In phase one, all students will meet face-to-face Monday through Thursday and will stay home Friday for remote learning. Phase two, which is slated to begin sometime during spring semester, will resume the Monday through Friday school week.
The decision came as the district faced strong opposition to its hybrid program from parents. As the meeting began, about 15 people stood outside the building holding posters, one of which said, “Let us choose a 5-day school week.”

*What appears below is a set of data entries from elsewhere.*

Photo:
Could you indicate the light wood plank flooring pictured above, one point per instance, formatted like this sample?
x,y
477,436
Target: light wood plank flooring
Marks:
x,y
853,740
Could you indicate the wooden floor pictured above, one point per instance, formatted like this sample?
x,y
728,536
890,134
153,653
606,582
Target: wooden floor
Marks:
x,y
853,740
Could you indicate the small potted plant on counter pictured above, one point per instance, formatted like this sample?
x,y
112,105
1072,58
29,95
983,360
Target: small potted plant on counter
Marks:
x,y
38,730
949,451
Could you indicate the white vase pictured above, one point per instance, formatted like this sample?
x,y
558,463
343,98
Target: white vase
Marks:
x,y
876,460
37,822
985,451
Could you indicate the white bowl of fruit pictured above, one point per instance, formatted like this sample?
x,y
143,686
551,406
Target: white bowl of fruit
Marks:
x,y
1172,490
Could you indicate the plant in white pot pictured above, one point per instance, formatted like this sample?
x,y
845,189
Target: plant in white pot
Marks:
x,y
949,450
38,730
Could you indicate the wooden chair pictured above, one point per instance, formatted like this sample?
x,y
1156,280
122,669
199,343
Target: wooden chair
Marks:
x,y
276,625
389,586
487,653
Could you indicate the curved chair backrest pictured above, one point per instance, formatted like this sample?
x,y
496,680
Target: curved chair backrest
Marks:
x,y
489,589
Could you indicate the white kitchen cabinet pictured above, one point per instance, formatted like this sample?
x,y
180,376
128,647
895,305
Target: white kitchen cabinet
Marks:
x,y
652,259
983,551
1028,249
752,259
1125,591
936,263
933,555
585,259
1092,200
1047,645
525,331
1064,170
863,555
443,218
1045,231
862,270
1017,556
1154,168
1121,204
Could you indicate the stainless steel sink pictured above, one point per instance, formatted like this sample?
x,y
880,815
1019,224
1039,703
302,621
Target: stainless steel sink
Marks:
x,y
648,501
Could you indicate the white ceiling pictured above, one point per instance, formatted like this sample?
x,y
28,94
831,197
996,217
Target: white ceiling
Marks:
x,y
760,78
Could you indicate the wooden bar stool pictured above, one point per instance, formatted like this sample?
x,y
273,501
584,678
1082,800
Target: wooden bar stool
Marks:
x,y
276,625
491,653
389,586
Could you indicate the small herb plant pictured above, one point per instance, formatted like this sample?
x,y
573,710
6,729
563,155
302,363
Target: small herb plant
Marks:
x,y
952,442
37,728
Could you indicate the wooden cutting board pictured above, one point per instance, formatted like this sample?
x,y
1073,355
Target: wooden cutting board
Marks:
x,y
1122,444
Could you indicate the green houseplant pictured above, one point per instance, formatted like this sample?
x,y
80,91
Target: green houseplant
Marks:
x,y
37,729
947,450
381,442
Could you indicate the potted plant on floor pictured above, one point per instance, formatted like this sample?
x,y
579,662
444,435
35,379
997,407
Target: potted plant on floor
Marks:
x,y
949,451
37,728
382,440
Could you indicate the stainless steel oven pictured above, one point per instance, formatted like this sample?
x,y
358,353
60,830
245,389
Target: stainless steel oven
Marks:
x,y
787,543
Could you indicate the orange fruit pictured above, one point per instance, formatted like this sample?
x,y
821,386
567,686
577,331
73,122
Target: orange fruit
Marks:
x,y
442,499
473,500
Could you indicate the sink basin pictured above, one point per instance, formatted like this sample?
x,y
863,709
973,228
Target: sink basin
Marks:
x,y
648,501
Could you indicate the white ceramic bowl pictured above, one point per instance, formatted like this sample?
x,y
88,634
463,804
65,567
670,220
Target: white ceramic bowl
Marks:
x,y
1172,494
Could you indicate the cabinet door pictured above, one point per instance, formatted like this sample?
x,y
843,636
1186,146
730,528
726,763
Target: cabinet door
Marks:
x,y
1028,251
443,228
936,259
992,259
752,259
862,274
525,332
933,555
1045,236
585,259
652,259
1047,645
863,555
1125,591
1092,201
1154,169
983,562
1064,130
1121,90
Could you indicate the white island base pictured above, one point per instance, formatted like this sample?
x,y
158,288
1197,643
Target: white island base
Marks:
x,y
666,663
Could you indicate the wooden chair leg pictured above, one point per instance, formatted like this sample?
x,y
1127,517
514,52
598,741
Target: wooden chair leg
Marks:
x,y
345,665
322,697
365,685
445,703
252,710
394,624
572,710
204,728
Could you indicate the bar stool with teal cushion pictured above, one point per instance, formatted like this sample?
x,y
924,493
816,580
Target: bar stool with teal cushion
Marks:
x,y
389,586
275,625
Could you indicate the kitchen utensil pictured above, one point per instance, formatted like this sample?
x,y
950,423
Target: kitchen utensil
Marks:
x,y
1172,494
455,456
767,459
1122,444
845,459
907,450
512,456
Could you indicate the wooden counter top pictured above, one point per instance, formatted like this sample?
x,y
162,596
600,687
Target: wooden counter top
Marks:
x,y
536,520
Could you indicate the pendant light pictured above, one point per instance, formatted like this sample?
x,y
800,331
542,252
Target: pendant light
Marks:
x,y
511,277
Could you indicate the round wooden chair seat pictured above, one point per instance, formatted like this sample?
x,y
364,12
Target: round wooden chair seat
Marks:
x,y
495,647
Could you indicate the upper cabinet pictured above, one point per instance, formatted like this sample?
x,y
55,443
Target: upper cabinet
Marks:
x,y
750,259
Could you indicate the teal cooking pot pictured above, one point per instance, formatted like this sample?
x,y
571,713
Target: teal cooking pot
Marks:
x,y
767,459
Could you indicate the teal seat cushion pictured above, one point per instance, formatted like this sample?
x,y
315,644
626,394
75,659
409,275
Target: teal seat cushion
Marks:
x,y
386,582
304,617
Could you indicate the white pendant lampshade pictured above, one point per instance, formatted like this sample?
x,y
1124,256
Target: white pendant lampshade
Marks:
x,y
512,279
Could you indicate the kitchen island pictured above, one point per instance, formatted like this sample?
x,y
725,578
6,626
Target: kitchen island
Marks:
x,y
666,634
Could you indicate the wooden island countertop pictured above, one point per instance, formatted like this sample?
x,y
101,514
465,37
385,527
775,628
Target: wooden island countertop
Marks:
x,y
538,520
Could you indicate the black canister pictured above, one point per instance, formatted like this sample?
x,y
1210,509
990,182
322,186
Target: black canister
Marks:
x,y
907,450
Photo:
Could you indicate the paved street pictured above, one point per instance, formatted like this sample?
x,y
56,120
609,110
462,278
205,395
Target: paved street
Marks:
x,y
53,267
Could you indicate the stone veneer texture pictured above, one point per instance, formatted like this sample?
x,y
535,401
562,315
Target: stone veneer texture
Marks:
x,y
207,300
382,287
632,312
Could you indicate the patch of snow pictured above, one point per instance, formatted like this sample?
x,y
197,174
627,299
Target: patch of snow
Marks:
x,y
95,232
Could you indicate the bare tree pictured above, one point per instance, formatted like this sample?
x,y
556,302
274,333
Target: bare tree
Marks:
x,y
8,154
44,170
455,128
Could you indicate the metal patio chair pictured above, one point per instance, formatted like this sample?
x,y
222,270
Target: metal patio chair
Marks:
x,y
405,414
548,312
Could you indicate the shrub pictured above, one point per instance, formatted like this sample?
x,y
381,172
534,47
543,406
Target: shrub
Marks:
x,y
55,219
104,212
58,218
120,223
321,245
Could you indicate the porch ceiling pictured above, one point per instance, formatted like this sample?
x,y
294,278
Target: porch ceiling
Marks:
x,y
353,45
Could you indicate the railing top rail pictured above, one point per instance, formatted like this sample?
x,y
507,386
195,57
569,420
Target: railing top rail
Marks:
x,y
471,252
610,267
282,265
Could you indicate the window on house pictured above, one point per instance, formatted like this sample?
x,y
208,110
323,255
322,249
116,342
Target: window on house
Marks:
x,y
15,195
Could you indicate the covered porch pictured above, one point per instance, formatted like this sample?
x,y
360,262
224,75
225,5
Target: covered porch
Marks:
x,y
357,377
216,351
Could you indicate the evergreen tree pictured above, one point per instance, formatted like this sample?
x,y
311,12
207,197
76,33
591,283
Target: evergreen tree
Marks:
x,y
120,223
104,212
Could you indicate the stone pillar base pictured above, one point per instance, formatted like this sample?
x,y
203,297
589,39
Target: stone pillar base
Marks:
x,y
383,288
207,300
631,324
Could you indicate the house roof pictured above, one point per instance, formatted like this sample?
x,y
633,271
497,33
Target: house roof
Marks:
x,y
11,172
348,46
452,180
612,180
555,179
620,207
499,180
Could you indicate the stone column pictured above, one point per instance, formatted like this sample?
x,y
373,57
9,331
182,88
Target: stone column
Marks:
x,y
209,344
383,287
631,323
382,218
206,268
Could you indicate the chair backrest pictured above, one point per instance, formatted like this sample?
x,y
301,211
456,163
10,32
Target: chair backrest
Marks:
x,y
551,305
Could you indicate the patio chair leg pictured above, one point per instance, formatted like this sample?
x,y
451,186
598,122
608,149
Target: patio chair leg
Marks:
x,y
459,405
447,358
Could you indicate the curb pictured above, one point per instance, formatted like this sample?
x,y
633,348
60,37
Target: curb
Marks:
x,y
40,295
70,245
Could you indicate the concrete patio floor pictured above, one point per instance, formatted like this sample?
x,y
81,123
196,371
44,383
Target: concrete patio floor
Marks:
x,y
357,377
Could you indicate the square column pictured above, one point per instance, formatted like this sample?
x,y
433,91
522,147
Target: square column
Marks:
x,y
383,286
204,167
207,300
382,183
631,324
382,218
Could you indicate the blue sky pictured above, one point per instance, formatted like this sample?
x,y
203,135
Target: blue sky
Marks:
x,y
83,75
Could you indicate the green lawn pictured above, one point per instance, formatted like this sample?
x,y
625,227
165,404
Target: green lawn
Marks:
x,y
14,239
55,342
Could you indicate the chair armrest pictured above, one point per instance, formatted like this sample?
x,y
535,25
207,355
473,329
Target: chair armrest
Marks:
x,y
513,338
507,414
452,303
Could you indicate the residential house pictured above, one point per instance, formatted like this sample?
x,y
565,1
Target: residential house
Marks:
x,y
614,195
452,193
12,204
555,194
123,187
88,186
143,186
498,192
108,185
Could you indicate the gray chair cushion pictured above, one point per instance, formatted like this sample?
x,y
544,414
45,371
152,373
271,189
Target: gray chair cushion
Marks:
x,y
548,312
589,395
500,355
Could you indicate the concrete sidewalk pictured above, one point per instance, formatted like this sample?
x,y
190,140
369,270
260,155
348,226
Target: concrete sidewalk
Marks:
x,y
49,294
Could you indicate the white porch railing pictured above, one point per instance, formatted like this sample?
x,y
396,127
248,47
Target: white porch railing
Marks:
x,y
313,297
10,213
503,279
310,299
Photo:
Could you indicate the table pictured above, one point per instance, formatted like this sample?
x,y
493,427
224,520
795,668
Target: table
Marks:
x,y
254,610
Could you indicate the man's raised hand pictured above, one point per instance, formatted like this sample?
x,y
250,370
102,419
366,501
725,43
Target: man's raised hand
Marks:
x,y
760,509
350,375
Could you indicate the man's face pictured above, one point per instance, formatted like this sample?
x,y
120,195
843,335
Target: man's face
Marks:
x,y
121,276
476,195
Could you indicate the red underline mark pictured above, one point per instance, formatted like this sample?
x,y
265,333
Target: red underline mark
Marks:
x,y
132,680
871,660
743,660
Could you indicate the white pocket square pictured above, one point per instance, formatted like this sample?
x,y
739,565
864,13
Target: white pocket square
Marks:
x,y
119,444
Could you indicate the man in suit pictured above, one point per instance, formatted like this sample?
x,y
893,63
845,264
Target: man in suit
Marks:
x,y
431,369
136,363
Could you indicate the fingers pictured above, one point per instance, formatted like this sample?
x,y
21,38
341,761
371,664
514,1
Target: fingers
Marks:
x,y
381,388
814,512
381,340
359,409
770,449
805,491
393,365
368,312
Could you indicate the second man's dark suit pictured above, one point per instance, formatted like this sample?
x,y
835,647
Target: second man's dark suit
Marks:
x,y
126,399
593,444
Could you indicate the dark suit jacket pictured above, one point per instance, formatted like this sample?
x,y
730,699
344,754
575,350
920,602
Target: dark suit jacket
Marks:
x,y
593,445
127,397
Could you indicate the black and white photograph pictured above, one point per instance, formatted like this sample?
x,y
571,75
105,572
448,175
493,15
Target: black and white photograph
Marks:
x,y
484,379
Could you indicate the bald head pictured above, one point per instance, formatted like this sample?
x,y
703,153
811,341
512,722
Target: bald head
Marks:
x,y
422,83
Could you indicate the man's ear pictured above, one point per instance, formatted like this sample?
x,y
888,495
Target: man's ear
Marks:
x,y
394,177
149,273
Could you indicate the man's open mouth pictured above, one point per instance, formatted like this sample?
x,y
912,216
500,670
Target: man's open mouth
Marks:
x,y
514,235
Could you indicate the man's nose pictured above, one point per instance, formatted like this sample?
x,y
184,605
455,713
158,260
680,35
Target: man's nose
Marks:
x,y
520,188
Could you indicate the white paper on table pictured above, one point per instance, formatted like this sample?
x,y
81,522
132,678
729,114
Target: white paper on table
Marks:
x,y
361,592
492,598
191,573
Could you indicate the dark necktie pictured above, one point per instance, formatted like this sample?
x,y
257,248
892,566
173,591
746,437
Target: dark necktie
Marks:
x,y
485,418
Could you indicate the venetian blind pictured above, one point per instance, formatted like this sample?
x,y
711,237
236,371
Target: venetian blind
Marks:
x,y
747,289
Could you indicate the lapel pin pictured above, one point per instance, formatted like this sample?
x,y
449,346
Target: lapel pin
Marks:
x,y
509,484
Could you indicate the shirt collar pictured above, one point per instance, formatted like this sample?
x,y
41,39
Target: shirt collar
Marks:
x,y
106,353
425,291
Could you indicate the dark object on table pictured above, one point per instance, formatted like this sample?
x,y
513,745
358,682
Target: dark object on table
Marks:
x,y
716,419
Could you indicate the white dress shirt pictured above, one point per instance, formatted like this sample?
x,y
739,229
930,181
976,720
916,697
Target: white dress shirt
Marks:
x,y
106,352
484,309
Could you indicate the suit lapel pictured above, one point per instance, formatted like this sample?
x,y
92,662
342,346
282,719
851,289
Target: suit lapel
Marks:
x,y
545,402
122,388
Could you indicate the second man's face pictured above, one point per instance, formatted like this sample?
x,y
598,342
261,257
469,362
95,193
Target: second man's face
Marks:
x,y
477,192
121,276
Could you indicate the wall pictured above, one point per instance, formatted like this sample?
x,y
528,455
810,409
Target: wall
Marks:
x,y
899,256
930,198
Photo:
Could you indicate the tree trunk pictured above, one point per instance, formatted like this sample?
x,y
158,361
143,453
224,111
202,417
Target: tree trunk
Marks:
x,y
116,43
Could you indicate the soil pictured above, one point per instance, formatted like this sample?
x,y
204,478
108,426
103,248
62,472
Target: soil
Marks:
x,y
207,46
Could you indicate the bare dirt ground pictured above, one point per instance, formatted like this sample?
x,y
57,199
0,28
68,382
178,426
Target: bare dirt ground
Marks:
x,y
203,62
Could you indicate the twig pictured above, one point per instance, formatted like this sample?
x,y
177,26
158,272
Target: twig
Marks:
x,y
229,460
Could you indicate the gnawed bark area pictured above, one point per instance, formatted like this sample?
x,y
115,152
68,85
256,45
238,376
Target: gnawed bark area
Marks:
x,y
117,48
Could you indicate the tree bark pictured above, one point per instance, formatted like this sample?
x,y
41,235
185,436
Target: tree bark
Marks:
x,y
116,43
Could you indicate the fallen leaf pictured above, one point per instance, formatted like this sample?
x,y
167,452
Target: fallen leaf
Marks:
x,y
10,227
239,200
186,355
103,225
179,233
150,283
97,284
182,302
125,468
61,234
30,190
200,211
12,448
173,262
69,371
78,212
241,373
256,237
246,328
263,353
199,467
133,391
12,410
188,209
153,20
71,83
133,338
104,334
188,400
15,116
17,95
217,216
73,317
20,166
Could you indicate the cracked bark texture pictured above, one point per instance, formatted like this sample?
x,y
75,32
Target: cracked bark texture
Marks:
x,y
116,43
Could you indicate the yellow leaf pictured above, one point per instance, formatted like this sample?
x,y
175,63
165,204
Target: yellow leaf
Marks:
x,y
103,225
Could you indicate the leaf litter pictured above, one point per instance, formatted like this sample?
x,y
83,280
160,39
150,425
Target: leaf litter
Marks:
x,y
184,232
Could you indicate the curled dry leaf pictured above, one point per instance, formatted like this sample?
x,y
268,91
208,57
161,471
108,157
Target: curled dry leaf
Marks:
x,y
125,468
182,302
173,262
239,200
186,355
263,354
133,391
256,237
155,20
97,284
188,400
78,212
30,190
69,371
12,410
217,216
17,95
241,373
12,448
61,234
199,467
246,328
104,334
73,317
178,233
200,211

“We are denying our children quality education with the hybrid system all because of fear,” said Kelli Packer, a mother who also identified herself as a nurse, during the public comment period of the meeting. “Davis County community cases are low, but it is midterms and my son has been to class six times, compared to the fully open districts’ 23 times. Preschoolers have gone to school longer than my child has.”
Other parents, however, spoke in support of the district’s hybrid model. Amy Cassil is a parent and teacher at Centennial Junior High School in Kaysville. She thanked the district for reopening schools on the hybrid schedule and requested that they continue with this program.
“We have been in school only 12 days, but we have already seen that our quarantine numbers are much less than other districts due to being able to social distance,” Cassil said. “As you know, Utah has been at the very bottom for per-pupil spending for decades. If the state had valued education more in the past, we would be in a better position to be at a full schedule with smaller classes and facilities that could handle it, but that is not our reality.”
The Davis School District, since opening Aug. 25, has seen 93 positive cases of COVID-19 and has quarantined 164 students and staff, according to a new dashboard posted to its website.
“What is interesting, if you look at the quarantine numbers — we have quarantined 164 students thus far this year,” said Assistant Superintendent John Zurbuchen. “If you take the 164 cases that are quarantined, and divide that by the 93 cases that we have, we quarantined 1.7 students — roughly two students — for every active case.”
Comparatively, the Weber School District has seen 21 positive cases and has quarantined 214 students and staff since the beginning of the school year, equaling about 10 students quarantined for each active case. The Ogden School District, meanwhile, has had 12 positive cases and quarantined about 200 students and staff, according to Ogden district spokesperson Jer Bates. The Ogden School District has had to quarantine approximately 17 students for each active case. Both districts reopened on a Monday through Friday schedule, although each also offers a remote learning option.
The two-phase plan selected by the board is the less restrictive of two plans presented by Zurbuchen. The other, a three-phase plan, would have waited to move secondary students to a Monday through Thursday schedule until phase two. Full in-person classes would have resumed in phase three.
“We started in that hybrid model, we found tonight the statistics indicated some great advantages to put us where we’re at right now, and it was the intent as school began to stay within a minimal range statistically of the cases as well as quarantines,” said John Robison, district school board president. “It’s brought us to a place where we’re in a position we can look to move ahead, yet, as we’ve said, it’s a little bit of the unknown what’s going to happen now as we bring more kids into the buildings, but time will tell.”